Sample configuration files are provided in scripts/config
, e.g. default.yaml
:
network:
name: "case24_ieee_rts" # Name of the power grid network (without extension)
source: "pglib" # Data source for the grid; options: pglib, pandapower, file
network_dir: "scripts/grids" # if using source "file", this is the directory containing the network file (relative to the project root)
load:
generator: "agg_load_profile" # Name of the load generator; options: agg_load_profile, powergraph
agg_profile: "default" # Name of the aggregated load profile
scenarios: 200 # Number of different load scenarios to generate
# WARNING: the following parameters are only used if generator is "agg_load_profile"
# if using generator "powergraph", these parameters are ignored
sigma: 0.05 # max local noise
change_reactive_power: true # If true, changes reactive power of loads.
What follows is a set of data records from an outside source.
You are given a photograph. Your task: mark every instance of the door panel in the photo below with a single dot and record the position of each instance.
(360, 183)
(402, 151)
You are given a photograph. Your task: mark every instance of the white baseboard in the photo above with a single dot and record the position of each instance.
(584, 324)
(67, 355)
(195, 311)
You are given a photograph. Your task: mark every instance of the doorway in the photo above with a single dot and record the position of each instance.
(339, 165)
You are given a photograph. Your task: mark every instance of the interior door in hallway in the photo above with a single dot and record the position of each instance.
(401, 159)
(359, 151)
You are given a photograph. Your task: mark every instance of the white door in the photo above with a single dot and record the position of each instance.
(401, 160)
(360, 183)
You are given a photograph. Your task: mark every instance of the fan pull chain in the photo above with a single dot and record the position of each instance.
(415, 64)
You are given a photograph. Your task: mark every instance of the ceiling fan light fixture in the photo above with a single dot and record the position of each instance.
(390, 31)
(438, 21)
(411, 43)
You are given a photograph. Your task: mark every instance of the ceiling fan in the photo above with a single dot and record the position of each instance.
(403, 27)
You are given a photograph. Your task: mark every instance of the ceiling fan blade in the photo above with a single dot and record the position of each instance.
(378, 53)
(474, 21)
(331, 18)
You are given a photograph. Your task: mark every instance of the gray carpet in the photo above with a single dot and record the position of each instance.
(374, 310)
If False, keeps the ones from the case file
global_range: 0.4 # Range of the global scaling factor. used to set the lower bound of the scaling factor
max_scaling_factor: 4.0 # Max upper bound of the global scaling factor
step_size: 0.025 # Step size when finding the upper bound of the global scaling factor
start_scaling_factor: 0.8 # Initial value of the global scaling factor
topology_perturbation:
type: "random" # Type of topology generator; options: n_minus_k, random, none
# WARNING: the following parameters are only used if type is not "none"
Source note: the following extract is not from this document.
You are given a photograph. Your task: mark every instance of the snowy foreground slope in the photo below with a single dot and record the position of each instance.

k: 1 # Maximum number of components to drop in each perturbation
n_topology_variants: 5 # Number of unique perturbed topologies per scenario
elements: ["line", "trafo", "gen", "sgen"] # elements to perturb options: line, trafo, gen, sgen
settings:
num_processes: 10 # Number of parallel processes to use
data_dir: "./data_out" # Directory to save generated data relative to the project root
large_chunk_size: 50 # Number of load scenarios processed before saving
no_stats: false # If true, disables statistical calculations
overwrite: true # If true, overwrites existing files, if false, appends to files (note that bus_params.csv, edge_params.csv, scenarios_{load.generator}.csv and scenarios_{load.generator}.html will still be overwritten)
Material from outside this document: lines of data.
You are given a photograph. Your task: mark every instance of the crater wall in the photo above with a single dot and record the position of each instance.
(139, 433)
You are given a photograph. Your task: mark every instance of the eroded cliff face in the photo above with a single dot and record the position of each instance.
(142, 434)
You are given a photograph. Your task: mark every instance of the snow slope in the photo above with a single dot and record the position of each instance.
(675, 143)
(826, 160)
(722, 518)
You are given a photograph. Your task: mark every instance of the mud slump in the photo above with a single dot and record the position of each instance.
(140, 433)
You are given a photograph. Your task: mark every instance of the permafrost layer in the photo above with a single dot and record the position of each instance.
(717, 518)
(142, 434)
mode: "pf" # Mode of the script; options: contingency, pf
Output Files¶
The data generation process produces several output files in the specified data directory:
- tqdm.log: Progress bar log.
- error.log: Log of the errors raised during data generation.
- args.log: Copy of the config file used.
- pf_node.csv: Data related to the nodes (buses) in the network, such as voltage levels and power injections.
- pf_edge.csv: Branch admittance matrix for each pf case.
- branch_idx_removed.csv: List of the indices of the branches (lines and transformers) that got removed when perturbing the topologies.
- edge_params.csv: Branch admittance matrix and branch rate limits for the unperturbed topology.
- bus_params.csv: Parameters for the buses (voltage limits and the base voltage).
- scenario_{args.load.generator}.csv: Load element-level load profile obtained after using the load scenario generator.
- scenario_{args.load.generator}.html: Plots of the element-level load profile.
- scenario_{args.load.generator}.log: If generator is "agg_load_profile", stores the upper and lower bounds for the global scaling factor.
- stats.csv: Stats about the generated data.
- stats_plot.html: Plots of the stats about the generated data.